Originally Posted by Watchman
One has to wonder what would be the odds of anyone managing to keep a confederation as fractious and inherently divided as the Mycenean army before Troy in the field for any real lenght of time, especially if no appreciable progress was made. By what I've read of it the Greek peninsula of the day rather resembled medieval Europe - an awful lot of squabbling little local kings and lordlings each with their own damn mini-armies and a fortress to boot, at best only nominally under some sort of suzerainty of some particularly big boss (Agamemnon in the case of Troy). Odds are their logistics would've gone to Hell in a handbasket pretty fast too.
Plus, that was apparently still around the heyday of chariot warfare (recall that the heartlands of the Hittites weren't too far inland in Anatolia), and Homer makes a whole lot of usually rather confused references to the fact (his versions come from quite a few centuries later when the military paradigm had changed in general and in Greece in particular, and nobody really knew how and what for the things had been used) - recall Odysseus' powerful bow ? If that's not a composite bow, the staple of chariot warriors everywhere except among the Celts, I don't know what is.

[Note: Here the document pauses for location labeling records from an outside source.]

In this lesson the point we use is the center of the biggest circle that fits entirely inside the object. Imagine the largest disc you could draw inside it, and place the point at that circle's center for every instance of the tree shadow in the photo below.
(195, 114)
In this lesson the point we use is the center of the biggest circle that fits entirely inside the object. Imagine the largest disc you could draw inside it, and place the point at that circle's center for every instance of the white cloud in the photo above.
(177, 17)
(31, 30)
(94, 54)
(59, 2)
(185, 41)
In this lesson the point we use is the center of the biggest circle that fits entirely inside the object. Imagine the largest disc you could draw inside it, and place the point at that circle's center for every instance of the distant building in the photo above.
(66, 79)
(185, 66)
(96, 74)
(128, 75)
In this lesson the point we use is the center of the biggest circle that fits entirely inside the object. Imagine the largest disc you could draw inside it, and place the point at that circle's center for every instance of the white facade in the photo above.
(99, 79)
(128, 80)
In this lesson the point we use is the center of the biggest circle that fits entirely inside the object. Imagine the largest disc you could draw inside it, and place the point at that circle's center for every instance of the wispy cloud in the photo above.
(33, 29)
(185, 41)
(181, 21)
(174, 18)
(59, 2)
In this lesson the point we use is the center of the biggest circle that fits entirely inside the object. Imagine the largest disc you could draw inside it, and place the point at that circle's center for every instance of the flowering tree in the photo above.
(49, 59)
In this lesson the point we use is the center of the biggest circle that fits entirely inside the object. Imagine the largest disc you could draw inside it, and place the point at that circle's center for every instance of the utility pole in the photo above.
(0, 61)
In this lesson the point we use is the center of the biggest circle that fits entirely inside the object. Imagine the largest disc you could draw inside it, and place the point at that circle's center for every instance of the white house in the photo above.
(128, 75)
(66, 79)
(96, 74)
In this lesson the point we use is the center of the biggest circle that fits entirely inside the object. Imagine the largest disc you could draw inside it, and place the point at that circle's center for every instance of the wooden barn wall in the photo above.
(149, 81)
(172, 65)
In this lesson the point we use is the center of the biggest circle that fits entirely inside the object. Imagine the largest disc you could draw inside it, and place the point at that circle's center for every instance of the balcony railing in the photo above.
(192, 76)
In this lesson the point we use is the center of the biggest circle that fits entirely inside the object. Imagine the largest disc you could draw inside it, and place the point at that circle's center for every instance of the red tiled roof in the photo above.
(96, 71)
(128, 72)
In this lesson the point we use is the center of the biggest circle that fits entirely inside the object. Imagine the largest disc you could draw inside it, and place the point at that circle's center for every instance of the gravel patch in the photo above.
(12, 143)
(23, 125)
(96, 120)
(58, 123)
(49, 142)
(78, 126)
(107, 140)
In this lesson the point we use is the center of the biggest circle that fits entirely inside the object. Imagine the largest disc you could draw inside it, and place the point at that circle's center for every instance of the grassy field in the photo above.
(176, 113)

Anyway, Chariot Age sieges to my understanding did not normally last very long - they either succeeded or failed pretty soon, and apparently if they thought they had a fighting chance the defenders tended to prefer trying to chase the attacker off without having to endure sitting behind the walls twiddling their thumbs (aristocratic warrior machismo may also have been involved in the proceedings). One theory I've read suggested the famous Trojan Horse was in fact a siege engine known as the "Assyrian horse" due to its inventors and rough overall shape, a kind of combined siege tower and ram/pick used to dismantle or clear sections of wall.